He led me down a hallway and into a bedroom and started trying to remove my skinny jeans, which were painted on. He was unsuccessful, so he decided to undress himself and then proceeded to lay in the middle of the bed, naked with his hands behind his head like he was in a reclining chair. I thanked the darkness, because my face involuntarily contorted as if I had just learned that I shit my pants.

“I am going to slip out of these clothes and into something more comfortable” I used the line I had heard on primetime drama romance shows and in plenty of movies. I felt he deserved it, for his amazing pick up lines and captivating conversation.

            I spun around and found the bathroom. I ran the sink water and started breathing heavily. This was the moment that I was supposed to not care about or think too hard on. This was the moment that I was supposed to conquer. I was so confused. I decided to climb out the window and run home and abandon my Whore-Quest. I managed to open the window, but it had a screen on it so I had to kind of destroy it. I opened the mirror medicine cabinet and found an old school razor and cut a square in the screen, just like a professional jewel thief or something. I hauled my body out of the window, by standing on the toilet and unfortunately stilettos have next to no traction, so I ended up slipping with half my body out of the window, I was parallel with it and wedged at the same time. Gravity’s asshole grip conquered and I face planted in the grass. My infallible lipstick picked up bits of dirt and blades of grass and in the process of climbing out of the window I lost a large chuck of hair that got snagged on the screen.

            I thought about going back inside, I wasn’t entirely sure what excuse to use that would explain my appearance, but being a whore didn’t really include these kinds of evasive techniques. I heard the bathroom door being knocked on and took off running into the night. I was lost for two hours because I had no idea that I was running in a giant circle and finally found my way back to the club, hoping to see my friends, but it was closed. I made it home just before sunrise. I endured a horrific walk of shame to the computer to report these findings. I have no idea how I am going to get through the entire month!
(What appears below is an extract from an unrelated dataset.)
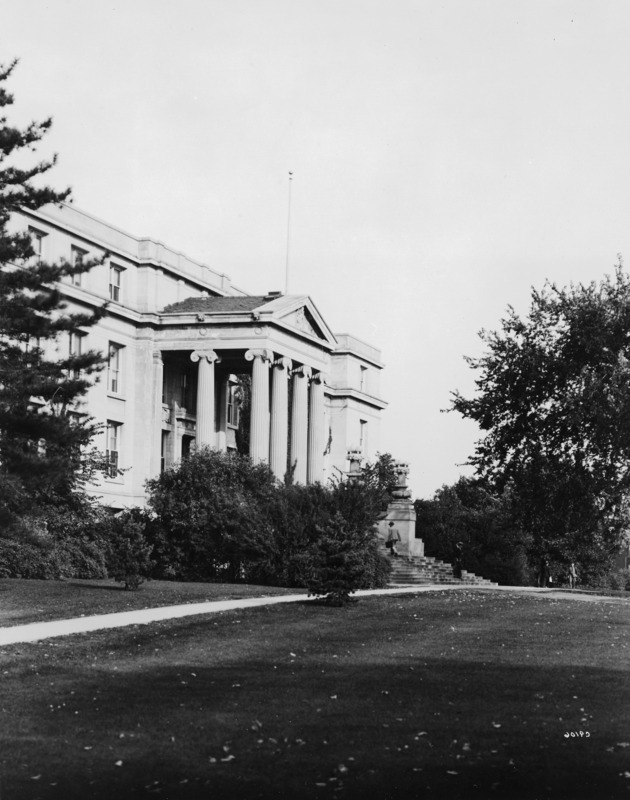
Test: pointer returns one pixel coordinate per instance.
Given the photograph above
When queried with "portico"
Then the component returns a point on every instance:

I played my answering machine as I washed my face; Susie called and said that she was going to a party tomorrow to celebrate the fact that tomorrow was Tuesday. She invited me to come. A quitter never wins and a winner never quits, I suppose.


----------



## The Blue Pencil (Feb 1, 2011)

I thought this was a true story at first! :grin:
The only issue I have with this story is that it is not believable in the least. Why would a girl just randomly decide to be a whore?
Maybe she should have a more substantial reason to change than a simple whim. 
Your writing is really good and I thought the plot was good. The part about the magazines was funny too, might be offensive to some of the readers, though! 
Please add more!


----------



## Ricky Jalapeno (Feb 5, 2011)

_Why would a girl just randomly decide to be a whore?_

First sentence said large part of her wanted to be careless and reckless. She probably wanted to be a whore because she'd be getting with all these guys she knew nothing about and the carelessness thrills her.


----------



## MCMsak (Feb 10, 2011)

I know you're looking for helpful critique, but I have very little - I thought it was really well written and enjoyed it.  You definitely capture a lot with your observational writing about the nature of whoredom, which I think a lot of people can appreciate.  The one thing I might like to see more of would be the dialogue between you and the guy you pick up.  You mention his really crappy pick up lines, but maybe we could see more examples of that than just the few you show.  I understand you don't want to overdo it though.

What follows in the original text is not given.